“IL CARCERE È UNA CATTEDRALE DI DOLORE”: DOPO LA PORTA SANTA A REBIBBIA PARLA IL CARDINALE ZUPPI SULLA NECESSITÀ DI RIPORTARE SPERANZE OLTRE LE SBARRE
L’apertura della Porta Santa nel carcere di Rebibbia è stata voluta con forza da Papa Francesco tra i primissimi riti del Giubileo 2025 dedicato alla speranza: il cardinale Matteo Maria Zuppi, nella prefazione al libro “I volti della povertà in carcere”, spiega perché occorre ripartire (anche) dalle carceri per riscoprire la speranza cristiana incarnata dal Figlio di Dio che ai suoi discepoli attoniti disse “Ero in carcere e non mi avete visitato”. La prefazione dell’arcivescovo di Bologna, pubblicata oggi su “La Stampa” l’indomani dell’apertura della Porta Santa a Rebibbia, vede Zuppi cimentarsi nel complesso resoconto sulla situazione carceraria in Italia: 243 morti di cui 89 suicidi nel solo 2024, sovraffollamento ben oltre il 100% delle capacità delle singole carceri, drammi e storie che purtroppo raccontano di una situazione difficile in molti istituti del Paese.
Esempi virtuosi di contro ve ne sono e fanno ben comprendere come sia possibile ancora oggi puntare sul fattore umano-educativo per assolvere appieno il compito della Costituzione sul fronte detenuti, ovvero la rieducazione del condannato con umanità e dignità: il Card.
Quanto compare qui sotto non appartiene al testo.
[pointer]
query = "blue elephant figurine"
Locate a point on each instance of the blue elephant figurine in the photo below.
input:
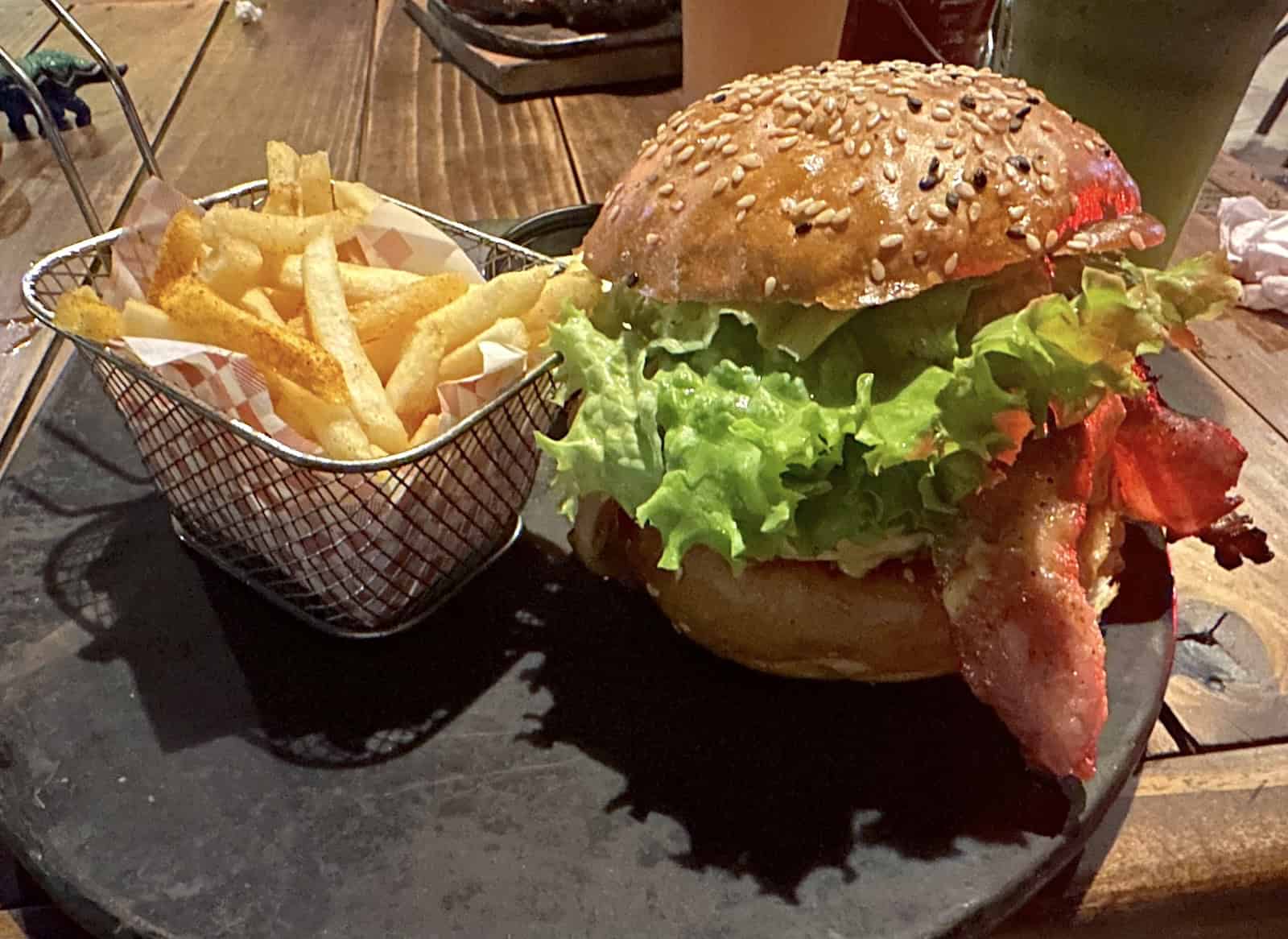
(58, 77)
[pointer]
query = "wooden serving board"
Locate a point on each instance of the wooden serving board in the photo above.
(654, 56)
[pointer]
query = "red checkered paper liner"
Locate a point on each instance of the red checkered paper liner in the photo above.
(366, 544)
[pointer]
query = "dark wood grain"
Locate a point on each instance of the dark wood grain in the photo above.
(38, 213)
(1197, 848)
(296, 77)
(605, 133)
(437, 139)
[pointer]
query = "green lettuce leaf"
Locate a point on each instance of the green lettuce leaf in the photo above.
(701, 423)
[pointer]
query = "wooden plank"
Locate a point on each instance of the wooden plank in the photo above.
(605, 133)
(1230, 687)
(437, 139)
(38, 213)
(1202, 842)
(298, 77)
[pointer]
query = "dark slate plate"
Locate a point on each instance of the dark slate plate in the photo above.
(544, 759)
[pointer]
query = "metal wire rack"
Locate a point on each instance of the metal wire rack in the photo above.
(352, 548)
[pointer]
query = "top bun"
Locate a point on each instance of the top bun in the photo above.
(854, 184)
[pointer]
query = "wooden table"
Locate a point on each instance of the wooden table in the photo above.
(1198, 846)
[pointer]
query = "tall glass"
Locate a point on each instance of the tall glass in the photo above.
(1159, 79)
(727, 39)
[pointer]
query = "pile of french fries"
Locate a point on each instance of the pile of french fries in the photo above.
(352, 354)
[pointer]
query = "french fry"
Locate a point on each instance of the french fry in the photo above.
(231, 268)
(283, 180)
(576, 285)
(469, 358)
(334, 427)
(84, 313)
(332, 326)
(428, 429)
(205, 317)
(145, 321)
(178, 255)
(257, 302)
(354, 196)
(358, 281)
(401, 309)
(384, 354)
(411, 388)
(277, 234)
(316, 183)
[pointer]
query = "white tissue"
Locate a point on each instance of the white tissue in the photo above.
(1255, 238)
(248, 12)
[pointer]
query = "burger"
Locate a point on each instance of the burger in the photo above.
(863, 395)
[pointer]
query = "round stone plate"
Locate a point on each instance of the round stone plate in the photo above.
(545, 758)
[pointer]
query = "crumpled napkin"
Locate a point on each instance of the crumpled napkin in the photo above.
(1255, 238)
(248, 12)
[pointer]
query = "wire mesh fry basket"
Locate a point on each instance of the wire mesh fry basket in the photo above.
(353, 548)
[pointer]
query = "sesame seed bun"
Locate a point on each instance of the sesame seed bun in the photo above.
(854, 184)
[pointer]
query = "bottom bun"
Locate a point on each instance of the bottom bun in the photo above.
(787, 617)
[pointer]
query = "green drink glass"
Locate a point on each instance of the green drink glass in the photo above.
(1159, 79)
Zuppi invita tutti a non giudicare né condannare chi già sta scontando pene per reati anche gravissimi. In carcere si va per incontrare e per ascoltare, prima di tutto: «serve vedere oltre il danno provocato», la dignità inizia dal fatto che il detenuto non è numero di matricola ma una persona. «Il carcere non può essere un inferno, ma il purgatorio», altrimenti non c’è futuro e non si alimenta alcuna speranza. Come ha detto il Papa aprendo la Porta Santa dentro Rebibbia, il carcere è una «cattedrale di dolore» a cui serve spalancare le porte della speranza: il cardinale Zuppi invita a camminare assieme ai fratelli che hanno sbagliato, con amore in quanto «ci fa riconoscere nell’altro la persona è che degna della nostra compassione».
“LA RIEDUCAZIONE DÀ VERA SICUREZZA”: LA PROPOSTA DEL PRESIDENTE CEI CONTRO IL DRAMMA DELLE CARCERI ITALIANE
Incontrando le varie storie raccontate dal libro di Matteo Pernaselci e Rossana Ruggiero, il Presidente della Chiesa Italiana non nasconde la gravità dei reati compiuti da chi è dietro le sbarre: Zuppi chiede però di fare un passo in più, lo stesso “incarnato” da Papa Francesco nella sua costante vicinanza ai detenuti incarcerati. Serve tornare a parlare di rieducazione e di pene, l’unica scelta non è affatto quella della «chiave buttata» per «farla pagare» a chi ha sbagliato. Questo non crea futuro e non crea nemmeno una maggiore sicurezza nella società, rileva ancora il Card. Zuppi nella sua prefazione.
«Servono pene alternative per rieducare, un carcere solo punitivo non è civile, umano e nemmeno italiano», nel senso che non risponde a quanto sottoscritto dalla Costituzione dove si parla appunto di pena rieducativa: per il Presidente dei vescovi italiani, la sicurezza di un Paese non è data dalle «famose chiavi da buttare» ma dal suo contrario, ovvero «dalla rieducazione» da affiancare alla sicurezza e certezza delle pene. Le pene alternative, conclude il Card. Zuppi, devono essere proporzionate e amministrate con saggezza, ma sono le uniche in grado di cambiare nel meglio la situazione drammatica in alcune carceri del nostro Paese: non si tratta di essere più «buonisti» ma semmai di riconoscere che «ognuno può essere diverso, riscattarsi dal passato e progettare un futuro di bene».